Der Schnitzturm in Stansstad (la Schnitzturm de Stansstad), gravure de 1780.
Der Schnitzturm in Stansstad (la Schnitzturm de Stansstad), gravure de 1780.
Musée national suisse

La forteresse du lac

Comment se protéger de ses ennemis? Un noble du Moyen Âge qui s’était posé la question a trouvé la réponse au lac des Quatre-Cantons: grâce à l’eau. Il a fait construire une forteresse dont trois côtés donnaient sur le lac.

Benedikt Meyer

Benedikt Meyer

Benedikt Meyer est historien et écrivain.

Au cours de l’hiver 1319, un noble, qui était sans doute comte et que l’on appellera Werner, se trouvait à Stansstad, au bord du lac des Quatre-Cantons.
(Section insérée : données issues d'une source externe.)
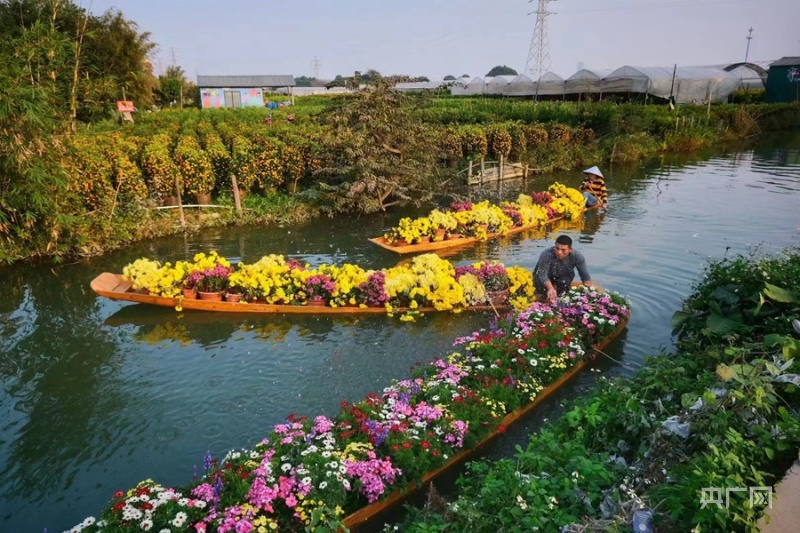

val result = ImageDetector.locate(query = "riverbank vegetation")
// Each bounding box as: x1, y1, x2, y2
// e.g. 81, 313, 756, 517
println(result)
0, 0, 800, 263
403, 249, 800, 532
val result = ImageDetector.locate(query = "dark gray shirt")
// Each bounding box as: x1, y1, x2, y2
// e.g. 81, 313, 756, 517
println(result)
533, 247, 592, 296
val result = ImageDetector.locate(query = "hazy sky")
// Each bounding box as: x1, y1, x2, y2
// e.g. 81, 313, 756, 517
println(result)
84, 0, 800, 79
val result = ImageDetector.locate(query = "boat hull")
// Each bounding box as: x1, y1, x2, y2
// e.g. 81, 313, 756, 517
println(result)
91, 272, 506, 315
368, 206, 597, 254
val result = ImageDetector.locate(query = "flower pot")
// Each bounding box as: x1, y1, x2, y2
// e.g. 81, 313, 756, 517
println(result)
162, 195, 178, 207
486, 289, 509, 307
197, 291, 222, 302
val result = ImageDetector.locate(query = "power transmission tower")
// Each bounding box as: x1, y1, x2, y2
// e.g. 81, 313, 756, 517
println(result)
744, 26, 753, 63
311, 56, 322, 80
525, 0, 555, 80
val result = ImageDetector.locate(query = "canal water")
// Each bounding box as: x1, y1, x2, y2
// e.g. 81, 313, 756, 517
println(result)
0, 136, 800, 533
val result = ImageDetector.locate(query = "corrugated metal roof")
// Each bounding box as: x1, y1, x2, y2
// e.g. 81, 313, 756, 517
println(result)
197, 74, 295, 87
769, 57, 800, 67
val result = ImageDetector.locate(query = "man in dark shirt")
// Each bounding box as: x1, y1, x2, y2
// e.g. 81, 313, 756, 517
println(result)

Depuis cet endroit, on apercevait peut-être quelques murs et tours de Lucerne, au loin. Mais, à Stansstad, les sujets du comte étaient occupés à enfoncer des pieux dans le lac. L’eau était alors à un niveau exceptionnellement bas, ce qui a permis la mise en place de trois rangées de pieux entourant la Schnitzturm, la tour de Stansstad. C’est dans cette tour, qui faisait partie d’une petite forteresse dont trois côtés donnaient directement sur le lac, que Werner avait élu domicile. La forteresse était presque imprenable par la voie terrestre et, au printemps, lorsque le lac revenait à son niveau habituel, les attaquants se heurtaient aux pieux fichés dans l’eau qui composaient une palissade de deux mètres environ. Werner avait le titre de Reichsvogt, c’est-à-dire de bailli impérial, de la Vogtei correspondant aux trois cantons primitifs de la Suisse. Et s’il a fait protéger sa forteresse et le petit port de commerce de Stansstad de la sorte, c’est que les temps étaient peu sûrs, et que les attaques pouvaient venir aussi bien des territoires habsbourgeois que de Lucerne.

Gravure représentant la défense de la tour de garde de Stansstad.
Musée national suisse

Werner von Homberg à cheval dans un tableau représentant la bataille de Soncino.
Bibliothèque de l’université d’Heidelberg

Werner s’appelait-il vraiment ainsi? Est-ce qu’il a pu s’agir de Werner von Homberg, un Minnesänger de l’époque, qui composait et interprétait des poèmes d’amour courtois? Habitait-il vraiment dans la Schnitzturm, au bord du lac? Etait-il réellement comte et bailli impérial? Nous n’en savons rien. Même l’origine du nom Schnitzturm nous est inconnue. Nous savons que le bâtiment, et certains éléments non conservés du complexe, datent du début du XIVe siècle. Et nous savons que ce site était protégé du côté du lac par trois palissades, car on a dénombré environ 4500 vestiges de pieux dans le fond du lac. La forteresse est toutefois rapidement devenue obsolète: avec les victoires contre les Habsbourg et l’adhésion de Lucerne à la Confédération, la probabilité d’une attaque s’est réduite peu à peu.

La situation a changé quelques siècles plus tard: lors de l’invasion française en 1798, les Nidwaldiens et les Bernois ont été les seuls à organiser une résistance digne de ce nom. Les palissades ont été de nouveau dressées et la forteresse a permis de repousser le premier assaut des Français. L’armée révolutionnaire a toutefois fini par prendre Stansstad, et a pillé et incendié la ville, y compris la Schnitzturm.